Hussain, Badra; Simm, Roger; Bueno, Jaime; Giannettou, Savvas; Naemi, Ali-Oddin; Lyngstadaas, Ståle Petter; Haugen, Håvard Jostein.
Afiliación
  • Hussain B; Department of Biomaterials, Institute of Clinical Dentistry, University of Oslo, Oslo, Norway.
  • Simm R; Institute of Oral Biology, University of Oslo, Oslo, Norway.
  • Bueno J; Department of Biomaterials, Institute of Clinical Dentistry, University of Oslo, Oslo, Norway.
  • Giannettou S; Section of the Postgraduate program in Periodontology, Faculty of Dentistry, Complutense University, Madrid (UCM), Madrid, Spain.
  • Naemi AO; Department of Biomaterials, Institute of Clinical Dentistry, University of Oslo, Oslo, Norway.
  • Lyngstadaas SP; Institute of Oral Biology, University of Oslo, Oslo, Norway.
  • Haugen HJ; Department of Biomaterials, Institute of Clinical Dentistry, University of Oslo, Oslo, Norway.
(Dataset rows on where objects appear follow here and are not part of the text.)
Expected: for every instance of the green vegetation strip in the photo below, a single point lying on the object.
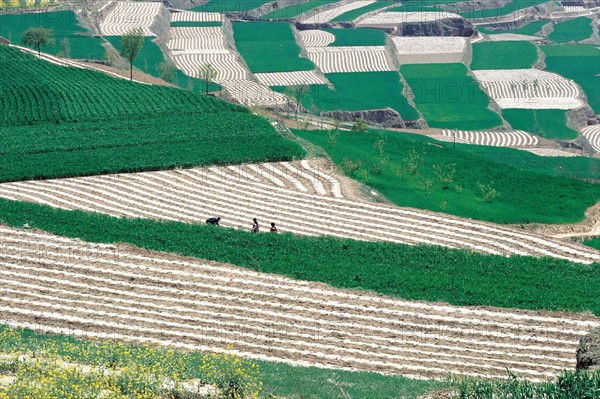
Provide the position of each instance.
(534, 193)
(65, 26)
(514, 55)
(195, 24)
(128, 145)
(580, 63)
(151, 57)
(241, 6)
(548, 123)
(358, 37)
(143, 361)
(359, 91)
(508, 8)
(530, 29)
(573, 30)
(353, 14)
(449, 98)
(269, 47)
(427, 273)
(296, 9)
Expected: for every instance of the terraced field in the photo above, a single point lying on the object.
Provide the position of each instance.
(185, 303)
(125, 16)
(308, 204)
(512, 138)
(529, 88)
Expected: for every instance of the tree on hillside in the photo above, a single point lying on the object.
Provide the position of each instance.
(38, 37)
(131, 45)
(207, 73)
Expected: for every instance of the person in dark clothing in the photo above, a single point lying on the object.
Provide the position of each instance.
(214, 221)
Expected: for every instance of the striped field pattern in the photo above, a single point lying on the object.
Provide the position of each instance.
(315, 38)
(250, 93)
(308, 204)
(58, 284)
(191, 16)
(349, 59)
(328, 15)
(290, 78)
(529, 88)
(592, 135)
(126, 16)
(511, 138)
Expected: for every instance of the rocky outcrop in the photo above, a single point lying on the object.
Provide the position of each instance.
(442, 27)
(378, 117)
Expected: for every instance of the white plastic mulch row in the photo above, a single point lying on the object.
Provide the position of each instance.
(328, 15)
(126, 16)
(225, 63)
(529, 88)
(511, 138)
(58, 282)
(349, 59)
(191, 16)
(592, 135)
(290, 78)
(250, 93)
(393, 19)
(193, 195)
(316, 38)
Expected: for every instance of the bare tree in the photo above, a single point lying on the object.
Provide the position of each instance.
(38, 37)
(207, 73)
(131, 45)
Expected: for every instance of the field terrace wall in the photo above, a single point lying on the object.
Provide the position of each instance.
(310, 204)
(57, 284)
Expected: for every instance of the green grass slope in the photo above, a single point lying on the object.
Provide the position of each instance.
(358, 37)
(151, 56)
(59, 121)
(425, 273)
(449, 98)
(573, 30)
(359, 91)
(580, 63)
(294, 10)
(353, 14)
(269, 47)
(65, 25)
(504, 55)
(525, 195)
(548, 123)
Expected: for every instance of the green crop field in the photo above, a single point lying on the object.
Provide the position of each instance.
(427, 273)
(359, 91)
(574, 30)
(269, 47)
(580, 63)
(222, 6)
(358, 37)
(525, 195)
(508, 8)
(151, 56)
(195, 24)
(515, 55)
(352, 15)
(548, 123)
(78, 122)
(279, 379)
(530, 29)
(296, 9)
(449, 98)
(64, 24)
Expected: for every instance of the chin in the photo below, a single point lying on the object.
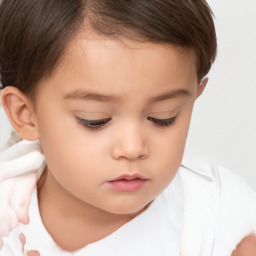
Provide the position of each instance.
(129, 209)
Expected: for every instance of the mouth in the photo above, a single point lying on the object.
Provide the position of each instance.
(127, 183)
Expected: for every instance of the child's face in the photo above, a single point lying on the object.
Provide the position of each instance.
(116, 108)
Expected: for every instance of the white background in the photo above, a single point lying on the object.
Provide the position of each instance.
(223, 126)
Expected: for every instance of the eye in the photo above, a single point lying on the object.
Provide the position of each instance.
(93, 124)
(163, 122)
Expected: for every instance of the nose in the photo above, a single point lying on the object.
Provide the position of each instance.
(130, 145)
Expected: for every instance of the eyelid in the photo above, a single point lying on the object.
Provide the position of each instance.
(93, 124)
(163, 122)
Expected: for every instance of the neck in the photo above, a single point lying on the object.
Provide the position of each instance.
(84, 223)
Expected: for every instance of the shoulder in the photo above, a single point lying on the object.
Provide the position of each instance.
(224, 198)
(226, 181)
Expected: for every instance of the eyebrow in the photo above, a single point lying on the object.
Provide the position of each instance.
(88, 95)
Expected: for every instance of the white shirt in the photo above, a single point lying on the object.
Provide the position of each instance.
(156, 231)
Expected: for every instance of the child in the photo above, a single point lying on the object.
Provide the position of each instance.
(102, 94)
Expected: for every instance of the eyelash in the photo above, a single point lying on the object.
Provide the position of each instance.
(99, 124)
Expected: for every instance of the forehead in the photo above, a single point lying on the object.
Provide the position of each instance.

Regen Biomater ; 11: rbae014, 2024.
Article en En | MEDLINE | ID: mdl-38435376
ABSTRACT
Eradicating biofouling from implant surfaces is essential in treating peri-implant infections, as it directly addresses the microbial source for infection and inflammation around dental implants. This controlled laboratory study examines the effectiveness of the four commercially available debridement solutions '(EDTA (Prefgel®), NaOCl (Perisolv®), H2O2 (Sigma-Aldrich) and Chlorhexidine (GUM® Paroex®))' in removing the acquired pellicle, preventing pellicle re-formation and removing of a multi-species oral biofilm growing on a titanium implant surface, and compare the results with the effect of a novel formulation of a peroxide-activated 'Poloxamer gel (Nubone® Clean)'. Evaluation of pellicle removal and re-formation was conducted using scanning electron microscope (SEM), energy-dispersive X-ray spectroscopy and X-ray photoelectron spectroscopy to assess the surface morphology, elemental composition and chemical surface composition. Hydrophilicity was assessed through contact angle measurements. The multi-species biofilm model included Streptococcus oralis, Fusobacterium nucleatum and Aggregatibacter actinomycetemcomitans, reflecting the natural oral microbiome's complexity. Biofilm biomass was quantified using safranin staining, biofilm viability was evaluated using confocal laser scanning microscopy, and SEM was used for morphological analyses of the biofilm. Results indicated that while no single agent completely eradicated the biofilm, the 'Poloxamer gel' activated with 'H2O2' exhibited promising results. It minimized re-contamination of the pellicle by significantly lowering the contact angle, indicating enhanced hydrophilicity. This combination also showed a notable reduction in carbon contaminants, suggesting the effective removal of organic residues from the titanium surface, in addition to effectively reducing viable bacterial counts. In conclusion, the 'Poloxamer gel + H2O2' combination emerged as a promising chemical decontamination strategy for peri-implant diseases. It underlines the importance of tailoring treatment methods to the unique microbial challenges in peri-implant diseases and the necessity of combining chemical decontaminating strategies with established mechanical cleaning procedures for optimal management of peri-implant diseases.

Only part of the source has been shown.